State lawmakers no longer have an excuse to not move forward with desperately needed reform of New Mexico’s complex and outdated tax system.
The global accounting firm Ernst & Young, in partnership with Georgia State University, has submitted a 66-page report to lawmakers confirming that New Mexico’s current tax system is broken. Ernst & Young has also completed the much-anticipated computer model intended to help the Legislature evaluate the financial impact of proposed changes to the tax code.
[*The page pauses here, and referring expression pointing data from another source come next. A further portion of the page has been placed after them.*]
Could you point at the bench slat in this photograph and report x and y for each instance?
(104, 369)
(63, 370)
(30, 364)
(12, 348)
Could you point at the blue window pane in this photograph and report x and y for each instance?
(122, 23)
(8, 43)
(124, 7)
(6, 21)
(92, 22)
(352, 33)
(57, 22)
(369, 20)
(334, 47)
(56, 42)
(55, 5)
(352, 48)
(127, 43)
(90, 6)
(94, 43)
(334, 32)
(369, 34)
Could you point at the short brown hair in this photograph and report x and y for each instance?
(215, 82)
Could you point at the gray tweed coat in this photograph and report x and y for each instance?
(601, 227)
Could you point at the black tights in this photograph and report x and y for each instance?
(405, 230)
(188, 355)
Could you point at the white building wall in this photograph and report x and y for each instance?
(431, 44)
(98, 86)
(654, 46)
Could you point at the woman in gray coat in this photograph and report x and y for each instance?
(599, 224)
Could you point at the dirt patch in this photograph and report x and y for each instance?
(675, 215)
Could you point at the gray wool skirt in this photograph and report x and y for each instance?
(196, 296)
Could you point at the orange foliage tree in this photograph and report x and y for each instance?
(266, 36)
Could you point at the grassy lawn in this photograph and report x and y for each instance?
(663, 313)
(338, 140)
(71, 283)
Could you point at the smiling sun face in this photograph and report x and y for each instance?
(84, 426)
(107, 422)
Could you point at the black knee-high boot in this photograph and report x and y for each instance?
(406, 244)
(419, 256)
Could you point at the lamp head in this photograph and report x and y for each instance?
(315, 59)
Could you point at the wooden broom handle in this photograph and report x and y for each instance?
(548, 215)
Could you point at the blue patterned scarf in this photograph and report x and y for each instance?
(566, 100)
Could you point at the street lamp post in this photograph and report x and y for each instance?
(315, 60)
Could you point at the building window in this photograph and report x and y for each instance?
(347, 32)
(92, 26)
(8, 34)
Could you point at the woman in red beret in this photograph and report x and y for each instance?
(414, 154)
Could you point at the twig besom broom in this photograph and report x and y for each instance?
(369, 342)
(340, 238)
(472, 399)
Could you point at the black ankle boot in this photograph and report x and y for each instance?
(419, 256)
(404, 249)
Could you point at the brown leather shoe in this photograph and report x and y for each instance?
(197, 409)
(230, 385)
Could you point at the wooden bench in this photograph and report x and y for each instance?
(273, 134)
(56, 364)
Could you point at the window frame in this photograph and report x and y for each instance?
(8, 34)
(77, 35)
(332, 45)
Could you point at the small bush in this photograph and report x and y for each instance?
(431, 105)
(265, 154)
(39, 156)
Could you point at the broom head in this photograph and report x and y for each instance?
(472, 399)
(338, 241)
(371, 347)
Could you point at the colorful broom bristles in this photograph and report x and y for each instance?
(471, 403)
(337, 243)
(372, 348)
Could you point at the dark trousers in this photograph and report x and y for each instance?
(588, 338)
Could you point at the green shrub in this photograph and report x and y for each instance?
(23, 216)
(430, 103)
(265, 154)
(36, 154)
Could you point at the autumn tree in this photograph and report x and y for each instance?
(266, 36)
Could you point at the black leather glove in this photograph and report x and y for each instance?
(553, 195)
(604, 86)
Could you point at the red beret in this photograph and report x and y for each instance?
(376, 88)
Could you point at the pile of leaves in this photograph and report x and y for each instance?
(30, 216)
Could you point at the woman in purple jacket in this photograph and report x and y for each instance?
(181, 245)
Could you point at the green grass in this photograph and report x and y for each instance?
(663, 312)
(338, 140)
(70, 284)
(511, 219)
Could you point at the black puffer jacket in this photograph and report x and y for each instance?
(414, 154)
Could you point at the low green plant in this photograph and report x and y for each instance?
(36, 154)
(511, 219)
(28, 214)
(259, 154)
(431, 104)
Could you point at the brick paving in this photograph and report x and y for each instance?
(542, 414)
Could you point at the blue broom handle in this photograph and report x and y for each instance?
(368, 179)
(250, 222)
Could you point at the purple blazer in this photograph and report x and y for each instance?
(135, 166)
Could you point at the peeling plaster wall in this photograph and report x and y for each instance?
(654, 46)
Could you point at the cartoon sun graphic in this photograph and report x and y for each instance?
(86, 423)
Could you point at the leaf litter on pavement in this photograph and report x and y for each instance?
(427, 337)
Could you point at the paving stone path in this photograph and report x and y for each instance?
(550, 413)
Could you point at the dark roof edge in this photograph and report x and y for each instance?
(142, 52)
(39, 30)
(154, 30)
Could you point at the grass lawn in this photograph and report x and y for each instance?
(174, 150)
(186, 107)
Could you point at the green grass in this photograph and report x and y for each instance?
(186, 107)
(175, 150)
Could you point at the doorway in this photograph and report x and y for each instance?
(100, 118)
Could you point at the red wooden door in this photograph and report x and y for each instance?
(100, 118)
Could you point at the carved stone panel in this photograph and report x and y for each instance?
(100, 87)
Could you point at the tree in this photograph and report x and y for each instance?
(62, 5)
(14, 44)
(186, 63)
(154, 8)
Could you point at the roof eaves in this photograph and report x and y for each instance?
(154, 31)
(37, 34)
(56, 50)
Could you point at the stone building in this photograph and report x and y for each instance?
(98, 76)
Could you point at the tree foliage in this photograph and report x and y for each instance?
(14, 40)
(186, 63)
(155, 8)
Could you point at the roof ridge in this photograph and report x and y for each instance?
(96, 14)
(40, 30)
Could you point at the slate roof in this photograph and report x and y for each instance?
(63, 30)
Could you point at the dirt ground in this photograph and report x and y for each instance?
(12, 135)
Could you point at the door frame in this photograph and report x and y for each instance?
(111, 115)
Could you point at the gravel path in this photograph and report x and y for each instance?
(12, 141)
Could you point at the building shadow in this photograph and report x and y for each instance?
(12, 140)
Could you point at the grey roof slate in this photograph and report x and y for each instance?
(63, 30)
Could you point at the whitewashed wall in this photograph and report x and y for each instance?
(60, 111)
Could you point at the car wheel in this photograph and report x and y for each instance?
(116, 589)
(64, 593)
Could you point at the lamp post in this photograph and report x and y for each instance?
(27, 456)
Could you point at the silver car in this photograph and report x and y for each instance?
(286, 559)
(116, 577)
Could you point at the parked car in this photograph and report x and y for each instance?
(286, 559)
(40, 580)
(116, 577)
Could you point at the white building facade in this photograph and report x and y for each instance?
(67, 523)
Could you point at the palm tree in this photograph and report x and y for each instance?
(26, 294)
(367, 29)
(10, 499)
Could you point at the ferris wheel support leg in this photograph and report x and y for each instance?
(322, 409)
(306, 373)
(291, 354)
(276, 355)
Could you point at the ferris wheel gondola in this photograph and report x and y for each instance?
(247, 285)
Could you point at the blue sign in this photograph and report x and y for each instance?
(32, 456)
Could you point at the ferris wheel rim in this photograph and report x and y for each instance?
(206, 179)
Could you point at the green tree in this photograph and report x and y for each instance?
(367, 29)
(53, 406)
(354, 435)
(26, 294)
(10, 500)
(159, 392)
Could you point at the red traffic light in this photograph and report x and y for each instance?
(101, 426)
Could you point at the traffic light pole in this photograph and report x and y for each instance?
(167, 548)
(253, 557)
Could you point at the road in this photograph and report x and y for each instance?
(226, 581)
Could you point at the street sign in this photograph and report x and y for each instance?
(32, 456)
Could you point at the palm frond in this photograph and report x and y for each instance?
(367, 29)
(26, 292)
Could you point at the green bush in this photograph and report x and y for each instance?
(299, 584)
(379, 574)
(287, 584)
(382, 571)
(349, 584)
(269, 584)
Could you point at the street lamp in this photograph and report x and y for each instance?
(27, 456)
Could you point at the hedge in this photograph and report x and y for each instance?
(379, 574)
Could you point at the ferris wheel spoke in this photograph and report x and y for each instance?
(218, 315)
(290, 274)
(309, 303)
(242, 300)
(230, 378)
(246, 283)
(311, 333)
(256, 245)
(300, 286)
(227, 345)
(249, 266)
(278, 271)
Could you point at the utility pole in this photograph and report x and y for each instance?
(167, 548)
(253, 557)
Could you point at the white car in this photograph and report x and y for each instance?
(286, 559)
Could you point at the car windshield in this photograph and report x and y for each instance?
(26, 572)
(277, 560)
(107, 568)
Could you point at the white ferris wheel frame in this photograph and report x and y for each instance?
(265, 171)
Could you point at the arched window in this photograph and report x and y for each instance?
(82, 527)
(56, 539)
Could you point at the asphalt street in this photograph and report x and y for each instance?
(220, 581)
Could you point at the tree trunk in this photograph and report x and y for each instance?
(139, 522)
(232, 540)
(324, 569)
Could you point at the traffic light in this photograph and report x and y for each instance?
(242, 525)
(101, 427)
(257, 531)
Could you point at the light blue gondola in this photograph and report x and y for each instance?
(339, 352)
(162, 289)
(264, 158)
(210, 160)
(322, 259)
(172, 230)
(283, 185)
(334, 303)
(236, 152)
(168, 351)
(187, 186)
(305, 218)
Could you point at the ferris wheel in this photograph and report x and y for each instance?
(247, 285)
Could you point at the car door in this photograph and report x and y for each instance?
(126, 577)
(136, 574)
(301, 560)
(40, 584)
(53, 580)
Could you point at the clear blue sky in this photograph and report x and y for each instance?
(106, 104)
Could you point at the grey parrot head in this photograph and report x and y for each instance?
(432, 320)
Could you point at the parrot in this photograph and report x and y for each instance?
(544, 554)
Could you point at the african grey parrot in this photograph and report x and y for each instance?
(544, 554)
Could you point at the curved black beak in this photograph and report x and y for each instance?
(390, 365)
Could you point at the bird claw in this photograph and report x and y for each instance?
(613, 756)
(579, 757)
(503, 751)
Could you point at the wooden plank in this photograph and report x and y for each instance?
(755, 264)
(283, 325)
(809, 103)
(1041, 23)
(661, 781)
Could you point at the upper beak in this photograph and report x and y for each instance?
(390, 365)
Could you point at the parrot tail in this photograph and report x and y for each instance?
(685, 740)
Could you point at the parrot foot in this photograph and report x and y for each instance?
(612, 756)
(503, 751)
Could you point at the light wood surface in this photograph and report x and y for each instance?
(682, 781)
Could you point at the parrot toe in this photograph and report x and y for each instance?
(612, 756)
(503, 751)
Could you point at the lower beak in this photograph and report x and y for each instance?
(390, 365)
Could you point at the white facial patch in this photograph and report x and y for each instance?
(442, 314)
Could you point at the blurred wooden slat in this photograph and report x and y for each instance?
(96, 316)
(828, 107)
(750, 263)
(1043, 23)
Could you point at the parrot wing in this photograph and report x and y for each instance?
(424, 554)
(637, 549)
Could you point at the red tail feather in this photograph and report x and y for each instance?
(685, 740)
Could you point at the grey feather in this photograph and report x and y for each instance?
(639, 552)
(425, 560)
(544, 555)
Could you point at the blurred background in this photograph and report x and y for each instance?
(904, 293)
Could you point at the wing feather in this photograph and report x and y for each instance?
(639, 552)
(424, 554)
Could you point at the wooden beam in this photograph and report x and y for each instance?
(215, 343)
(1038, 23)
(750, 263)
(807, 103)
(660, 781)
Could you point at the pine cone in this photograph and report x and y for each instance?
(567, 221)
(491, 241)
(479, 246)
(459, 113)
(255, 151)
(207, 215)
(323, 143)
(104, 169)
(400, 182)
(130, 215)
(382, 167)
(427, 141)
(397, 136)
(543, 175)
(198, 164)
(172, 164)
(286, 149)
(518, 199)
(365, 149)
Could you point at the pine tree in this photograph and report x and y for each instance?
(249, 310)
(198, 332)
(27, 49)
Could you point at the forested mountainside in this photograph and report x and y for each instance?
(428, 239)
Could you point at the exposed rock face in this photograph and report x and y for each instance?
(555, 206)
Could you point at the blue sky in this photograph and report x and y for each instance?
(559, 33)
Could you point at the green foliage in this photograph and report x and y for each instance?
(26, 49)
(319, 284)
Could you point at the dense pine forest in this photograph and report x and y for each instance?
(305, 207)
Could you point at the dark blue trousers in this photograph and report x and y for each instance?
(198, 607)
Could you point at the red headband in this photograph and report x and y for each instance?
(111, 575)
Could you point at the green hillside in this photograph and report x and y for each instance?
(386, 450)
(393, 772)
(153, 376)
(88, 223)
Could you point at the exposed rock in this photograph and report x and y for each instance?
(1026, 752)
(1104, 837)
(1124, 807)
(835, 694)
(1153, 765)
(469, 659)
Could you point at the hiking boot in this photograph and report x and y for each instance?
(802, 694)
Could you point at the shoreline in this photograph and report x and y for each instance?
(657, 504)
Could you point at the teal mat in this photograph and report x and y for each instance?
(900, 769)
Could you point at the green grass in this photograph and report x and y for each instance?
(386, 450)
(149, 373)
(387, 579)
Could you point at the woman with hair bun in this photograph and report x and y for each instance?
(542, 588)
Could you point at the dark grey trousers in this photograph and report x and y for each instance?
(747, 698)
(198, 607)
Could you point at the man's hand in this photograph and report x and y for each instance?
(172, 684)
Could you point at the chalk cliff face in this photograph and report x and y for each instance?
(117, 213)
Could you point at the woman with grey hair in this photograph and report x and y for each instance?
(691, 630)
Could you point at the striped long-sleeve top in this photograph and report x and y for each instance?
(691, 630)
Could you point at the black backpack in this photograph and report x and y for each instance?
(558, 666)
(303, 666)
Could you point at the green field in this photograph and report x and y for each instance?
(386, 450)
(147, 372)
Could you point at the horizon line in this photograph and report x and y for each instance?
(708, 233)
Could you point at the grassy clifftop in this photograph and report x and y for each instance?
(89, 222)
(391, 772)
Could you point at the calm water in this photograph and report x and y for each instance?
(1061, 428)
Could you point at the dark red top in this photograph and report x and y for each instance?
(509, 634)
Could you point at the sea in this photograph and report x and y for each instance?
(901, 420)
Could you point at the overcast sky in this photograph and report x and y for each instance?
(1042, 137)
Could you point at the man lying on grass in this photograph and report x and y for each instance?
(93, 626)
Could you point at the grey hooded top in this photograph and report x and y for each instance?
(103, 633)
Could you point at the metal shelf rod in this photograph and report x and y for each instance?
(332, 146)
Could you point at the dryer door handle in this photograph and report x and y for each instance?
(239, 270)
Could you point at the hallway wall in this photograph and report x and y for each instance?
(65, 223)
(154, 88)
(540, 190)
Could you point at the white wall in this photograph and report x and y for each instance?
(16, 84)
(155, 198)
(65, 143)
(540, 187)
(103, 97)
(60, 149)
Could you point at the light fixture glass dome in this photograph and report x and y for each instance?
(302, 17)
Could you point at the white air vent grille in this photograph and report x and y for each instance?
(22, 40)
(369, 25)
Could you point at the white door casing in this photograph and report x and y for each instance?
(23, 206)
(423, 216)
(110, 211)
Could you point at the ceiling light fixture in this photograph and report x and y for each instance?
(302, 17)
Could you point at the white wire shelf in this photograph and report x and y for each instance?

Best of all, state coffers are full, thanks to the rebound of oil and gas revenues, which means lawmakers will now have a little more wiggle room in the budget as they tackle tax reform, which should include lowering and broadening gross receipts taxes, eliminating pyramiding, establishing equity between brick-and-mortar and internet sales, and ending local governments’ double-, triple-, even septuple-dipping on hold-harmless taxes instituted after the state repealed the tax on food and medicine.
Now all we need is a governor who is willing to make this a priority and a Legislature willing to follow through on this important issue.
Fortunately, Democrats and Republicans attending the Revenue Stabilization and Tax Policy Committee earlier this week expressed renewed hope about reaching agreement on how to overhaul the state’s complex system of gross receipts, compensating and personal income taxes. And they have a starting point in the reform previously proposed by Rep. Jason Harper, R-Rio Rancho.
New Mexico residents and business leaders have been waiting a long time for these tax fixes, which are needed to improve the state’s recovering economy, attract new businesses, boost existing businesses and job growth, and bolster bottom lines and paychecks.